A group of researchers from MIT and IBM has developed and released a new vision dataset called ObjectNet, which causes 40-45% of accuracy drop of object detectors.
The new dataset is in fact, a different dataset from the ones commonly encountered in the machine learning community. ObjectNet is a test dataset that is built with the purpose of challenging vision systems and specifically object detectors.

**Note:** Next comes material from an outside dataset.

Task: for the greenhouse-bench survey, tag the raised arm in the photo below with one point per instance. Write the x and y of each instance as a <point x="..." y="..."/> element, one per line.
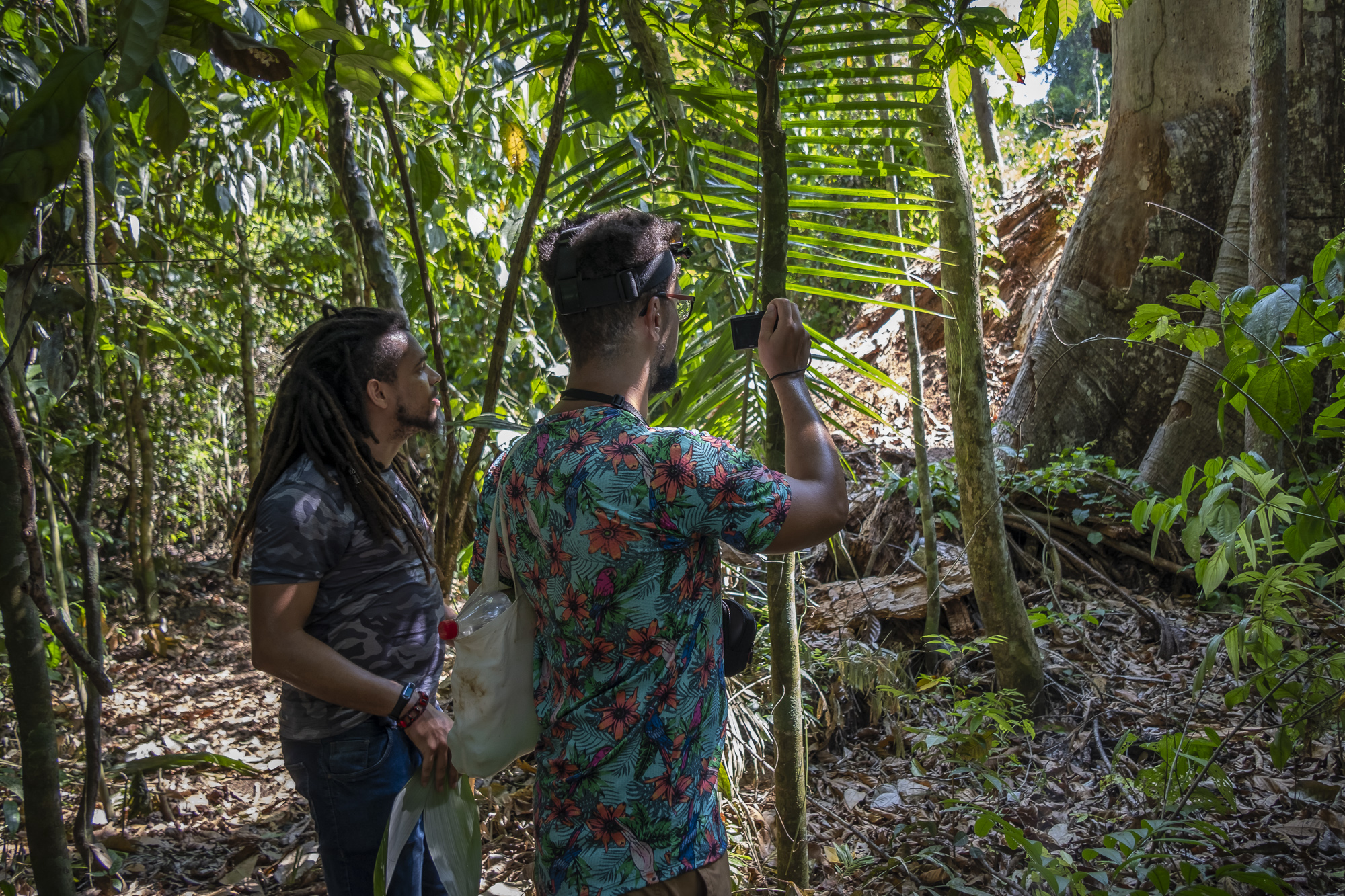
<point x="818" y="505"/>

In the paper that describes the dataset, researchers mention that their goal was to develop a dataset that will ensure that models cannot exploit trivial correlations in the data. For this reason, they created ObjectNet – a large-scale, real-world dataset of images, where object backgrounds, rotations, and viewpoints are random.
Researchers first developed a highly automated platform that allows for data gathering with controls by crowdsourcing image capturing and annotation. Using this platform, they collected a final dataset of 50 000 images, which is the same size as the ImageNet test set. The similarity with ImageNet comes only in the number of images, whereas the new dataset largely differs from ImageNet in two other ways: it is easier in the sense of having mostly centered and unoccluded objects and it is harder than ImageNet due to the controls of backgrounds, rotations, and viewpoints.
ObjectNet has 313 classes out of which it shares 113 with the ImageNet class set. Researchers conducted various experiments to prove their hypothesis that large machine learning datasets lack controls and therefore models cannot generalize well. They showed that current object detection methods exhibit 40-45% of performance drop on ObjectNet as compared to other benchmark datasets.
The dataset can be obtained by applying here and will soon be freely available for download. More details about the data collection process, the dataset statistics, and the evaluations can be found in the paper.